Click plate: how Instagram is changing the style we eat

Click Plate: How Instagram Is Changing The Style We Eat

One in five Brits has shared a food painting in the past month, according to a supermarket survey. No wonder the dishes we cook are get brighter and more photogenic. But does #instafood always taste as good?

Click Plate: How Instagram Is Changing The Style We Eat

I often post pictures of my food online before I have savoured it. I take the photo, adjust the brightness, contrast and saturation, upload it to my social media accounts and rejoice in how amazing it is. Sometimes, when I go on to eat the food in front of me, I dont even like it. That pretty orange and pistachio thing I built is bitter because the oranges have gone rancid. The photogenic Italian sfogliatella tart, which I bought more or less wholly to take a photo of, is actually pretty tough. I am left chewing the pastry long after the likes have stopped trickling in. The interaction was sweet while it lasted, though.
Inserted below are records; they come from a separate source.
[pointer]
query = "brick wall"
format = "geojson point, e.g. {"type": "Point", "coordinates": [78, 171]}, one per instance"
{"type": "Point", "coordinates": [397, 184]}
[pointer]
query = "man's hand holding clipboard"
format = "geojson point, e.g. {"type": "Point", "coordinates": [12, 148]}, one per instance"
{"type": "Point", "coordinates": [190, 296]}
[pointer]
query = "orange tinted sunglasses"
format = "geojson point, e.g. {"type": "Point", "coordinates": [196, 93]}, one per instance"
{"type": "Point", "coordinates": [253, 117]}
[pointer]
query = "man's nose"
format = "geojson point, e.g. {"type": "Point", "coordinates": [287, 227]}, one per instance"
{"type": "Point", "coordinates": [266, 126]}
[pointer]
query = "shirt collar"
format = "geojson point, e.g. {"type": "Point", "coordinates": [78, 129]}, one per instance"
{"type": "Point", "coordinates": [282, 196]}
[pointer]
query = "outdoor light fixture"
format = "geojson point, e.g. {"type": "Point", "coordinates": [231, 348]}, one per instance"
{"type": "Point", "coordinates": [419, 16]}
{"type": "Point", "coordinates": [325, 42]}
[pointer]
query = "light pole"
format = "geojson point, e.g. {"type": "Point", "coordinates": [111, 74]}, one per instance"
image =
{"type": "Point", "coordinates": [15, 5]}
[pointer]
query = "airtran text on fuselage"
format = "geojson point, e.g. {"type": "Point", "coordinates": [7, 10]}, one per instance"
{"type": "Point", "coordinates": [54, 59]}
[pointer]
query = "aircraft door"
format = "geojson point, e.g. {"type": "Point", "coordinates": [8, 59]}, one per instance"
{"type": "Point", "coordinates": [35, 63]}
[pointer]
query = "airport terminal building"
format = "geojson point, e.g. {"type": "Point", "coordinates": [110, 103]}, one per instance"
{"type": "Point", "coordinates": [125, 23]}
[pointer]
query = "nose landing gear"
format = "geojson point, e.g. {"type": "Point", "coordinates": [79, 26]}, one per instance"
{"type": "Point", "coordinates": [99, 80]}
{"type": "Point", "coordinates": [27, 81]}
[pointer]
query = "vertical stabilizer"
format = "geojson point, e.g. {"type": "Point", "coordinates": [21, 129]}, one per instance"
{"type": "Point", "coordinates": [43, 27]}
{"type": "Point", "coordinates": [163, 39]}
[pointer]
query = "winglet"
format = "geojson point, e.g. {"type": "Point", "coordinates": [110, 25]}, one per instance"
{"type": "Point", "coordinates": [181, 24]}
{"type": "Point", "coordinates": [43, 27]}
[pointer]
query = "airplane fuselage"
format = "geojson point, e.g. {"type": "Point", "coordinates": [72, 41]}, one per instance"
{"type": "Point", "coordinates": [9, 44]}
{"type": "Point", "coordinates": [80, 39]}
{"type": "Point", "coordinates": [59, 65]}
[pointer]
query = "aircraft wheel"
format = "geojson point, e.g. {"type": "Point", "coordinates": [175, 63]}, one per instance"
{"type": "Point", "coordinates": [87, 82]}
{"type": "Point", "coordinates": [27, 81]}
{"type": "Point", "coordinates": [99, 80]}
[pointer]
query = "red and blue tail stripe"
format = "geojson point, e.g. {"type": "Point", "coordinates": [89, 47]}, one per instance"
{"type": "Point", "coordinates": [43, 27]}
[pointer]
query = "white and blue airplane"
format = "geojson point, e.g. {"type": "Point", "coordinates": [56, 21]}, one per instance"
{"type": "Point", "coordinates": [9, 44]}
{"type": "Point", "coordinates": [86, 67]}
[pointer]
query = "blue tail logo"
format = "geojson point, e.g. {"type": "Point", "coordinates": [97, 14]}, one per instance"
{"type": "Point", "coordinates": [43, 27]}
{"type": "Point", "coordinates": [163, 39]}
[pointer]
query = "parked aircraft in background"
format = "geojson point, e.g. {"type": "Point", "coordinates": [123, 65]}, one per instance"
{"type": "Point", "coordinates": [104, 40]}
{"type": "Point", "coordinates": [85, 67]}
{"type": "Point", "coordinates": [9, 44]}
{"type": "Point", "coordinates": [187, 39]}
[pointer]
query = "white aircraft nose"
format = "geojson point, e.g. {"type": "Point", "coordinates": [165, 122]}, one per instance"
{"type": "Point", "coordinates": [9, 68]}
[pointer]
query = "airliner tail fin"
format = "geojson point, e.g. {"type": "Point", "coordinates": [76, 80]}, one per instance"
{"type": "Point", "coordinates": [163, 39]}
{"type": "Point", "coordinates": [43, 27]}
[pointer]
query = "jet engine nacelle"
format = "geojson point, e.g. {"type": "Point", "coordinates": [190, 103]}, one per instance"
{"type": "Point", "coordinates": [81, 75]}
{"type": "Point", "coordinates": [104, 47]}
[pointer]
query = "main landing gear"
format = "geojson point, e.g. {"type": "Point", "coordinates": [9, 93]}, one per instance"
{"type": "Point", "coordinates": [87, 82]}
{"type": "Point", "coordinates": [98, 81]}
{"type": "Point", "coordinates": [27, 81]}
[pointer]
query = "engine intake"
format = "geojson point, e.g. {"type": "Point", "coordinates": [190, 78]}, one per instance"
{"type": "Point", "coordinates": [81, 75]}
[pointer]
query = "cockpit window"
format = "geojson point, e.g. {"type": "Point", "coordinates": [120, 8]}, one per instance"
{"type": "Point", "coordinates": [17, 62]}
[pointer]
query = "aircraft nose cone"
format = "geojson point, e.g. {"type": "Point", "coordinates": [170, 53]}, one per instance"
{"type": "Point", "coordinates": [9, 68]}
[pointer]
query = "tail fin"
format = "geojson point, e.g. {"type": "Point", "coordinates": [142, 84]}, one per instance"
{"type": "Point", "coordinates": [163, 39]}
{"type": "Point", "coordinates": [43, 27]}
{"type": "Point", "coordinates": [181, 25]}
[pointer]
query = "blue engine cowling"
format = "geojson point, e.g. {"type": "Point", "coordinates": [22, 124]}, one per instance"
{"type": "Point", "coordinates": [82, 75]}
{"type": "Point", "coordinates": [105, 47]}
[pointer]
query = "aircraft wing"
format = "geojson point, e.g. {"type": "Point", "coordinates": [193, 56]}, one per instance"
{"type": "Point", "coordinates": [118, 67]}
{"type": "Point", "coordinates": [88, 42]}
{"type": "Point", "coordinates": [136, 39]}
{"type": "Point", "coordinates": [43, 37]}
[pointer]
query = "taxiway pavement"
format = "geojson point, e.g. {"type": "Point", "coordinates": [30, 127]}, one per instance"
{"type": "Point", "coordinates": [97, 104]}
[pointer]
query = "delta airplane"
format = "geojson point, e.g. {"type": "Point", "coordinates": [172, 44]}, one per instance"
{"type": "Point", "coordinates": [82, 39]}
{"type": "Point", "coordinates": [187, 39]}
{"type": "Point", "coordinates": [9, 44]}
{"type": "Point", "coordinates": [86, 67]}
We love to share our food. Not inevitably in the physical sense, because that would mean giving away something substantive and delicious. That gesture is still reserved for the people around us who we love and care about. But for the rest of the world the school chums and the random followers and our prying household friends we share our food online. We are sharing more food in this way than ever before, and a huge amount of this hungry, food-centric media revolves around food photography and short videos on platforms such as Instagram, Snapchat and Facebook.

Mouthwatering: - Click Plate: How Instagram Is Changing The Style We Eat
Mouthwatering: a blueberry zoothie bowl. Photo: healthyeating_jo/ Instagram

The annual Waitrose food and drink report, released on Wednesday, focuses on the way in which food has become social currency thanks to how we share and discuss it online. It is impossible to wade through the moras of social media without segueing into virtual treasure trove of #foodporn, #instafood and proudly #delicious content.

According to the report, one in five Brits has shared a food photo online or with our friends in the past month. We have managed to forge what looks like a rare pure corner of social media, where pleasure is the order of the day. No matter the poster or the politics, food shines bright as something that all of us can aspire to, if only we curate our lives and our diets carefully enough.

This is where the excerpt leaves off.